Они этого ожидали, давно ходили слухи о передаче части акций преемнику. На то и рассчитывали, вблизи проще провернуть задуманное. Пока произносит речь, отвлечётся, он ему доверяет, не увидит подвоха, расслабится.
Идёт по пятам, останавливается по правую руку, бросая короткий взгляд на поднос. Он не заморачивался, пусть по плану должен был подмешать лекарство сейчас, сделал это заранее в оба бокала, чтобы наверняка. Остаётся надеяться, на его организме приём никак не скажется.
Мужчина поднимает фужер.
– Приветствую на своём юбилее. Фирма растёт, нас становится всё больше. Однажды мы поставим на колени тех, кто не считался с заражёнными, тех, кто смотрел свысока. Мы построили Империю, которую нужно не только удержать в руках, но и расширить. Я обещал…

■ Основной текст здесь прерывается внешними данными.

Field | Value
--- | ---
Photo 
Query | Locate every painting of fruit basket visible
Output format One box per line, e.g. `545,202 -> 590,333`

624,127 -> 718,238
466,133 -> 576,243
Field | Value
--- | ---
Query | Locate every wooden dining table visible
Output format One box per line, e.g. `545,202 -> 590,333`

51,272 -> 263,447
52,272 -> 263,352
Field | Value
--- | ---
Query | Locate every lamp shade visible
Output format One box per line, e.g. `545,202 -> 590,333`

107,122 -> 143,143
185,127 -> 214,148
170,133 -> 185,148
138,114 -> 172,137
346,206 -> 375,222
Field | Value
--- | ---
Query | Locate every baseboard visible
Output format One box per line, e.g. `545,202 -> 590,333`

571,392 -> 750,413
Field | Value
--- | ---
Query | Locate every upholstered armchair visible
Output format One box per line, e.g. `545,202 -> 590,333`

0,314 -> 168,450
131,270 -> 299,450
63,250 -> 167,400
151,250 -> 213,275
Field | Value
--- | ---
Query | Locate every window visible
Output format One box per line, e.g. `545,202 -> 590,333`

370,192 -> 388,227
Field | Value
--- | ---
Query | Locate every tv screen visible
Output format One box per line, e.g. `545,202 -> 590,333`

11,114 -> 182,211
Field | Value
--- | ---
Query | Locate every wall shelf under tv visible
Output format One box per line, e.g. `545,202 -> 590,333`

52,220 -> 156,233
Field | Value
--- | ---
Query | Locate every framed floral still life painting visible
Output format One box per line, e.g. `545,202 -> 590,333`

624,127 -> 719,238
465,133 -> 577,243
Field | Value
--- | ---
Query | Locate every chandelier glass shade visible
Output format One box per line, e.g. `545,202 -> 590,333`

У Дена пульсирует вена у нижнего века, холодный пот стекает по спине. Чем меньше песчинок остаётся в верхнем отсеке часов, тем сильнее его одолевает волнение. Наконец, тост завершается. Никольский опустошает бокал до дна, разбивает о пол, раздаются аплодисменты. Пока тот пил, он думал, что не может дышать, настолько разросся ком в глотке. Однако вот, всё прошло, как по маслу. Зря себя накручивал, зря переживал.
С центра слышится визг, затем снова и снова, начинается паника.
– Что происх… – отец давится, кашляет, сгибаясь пополам. Багряная густая жижа из его рта стекает вниз прямо на мрамор. – Ты, – шипит он, когда тело начинают бить судороги.
А он стоит, приросший к месту, не в силах пошевелиться, не понимающий, какого хрена творится. Лекарство действовало по-другому. Оно не убивало, лишь исцеляло. Окидывает взглядом зал: часть людей лежит безжизненными пластами, трупов становится всё больше, другая же часть не выглядит паникующей. Будто они знают, что происходит, будто так и должно быть.
Отец вздрагивает последний раз прежде, чем затихнуть. Его глаза тухнут, замирая в одной точке навсегда.
«Хлоп, хлоп, хлоп». Публика подхватывает, звук поражает его слух. Макс, широко улыбаясь, выступает из толпы. Опускается перед папашей на колени, кладёт палец на артерию на шее, после вытирает его о штанину брюк.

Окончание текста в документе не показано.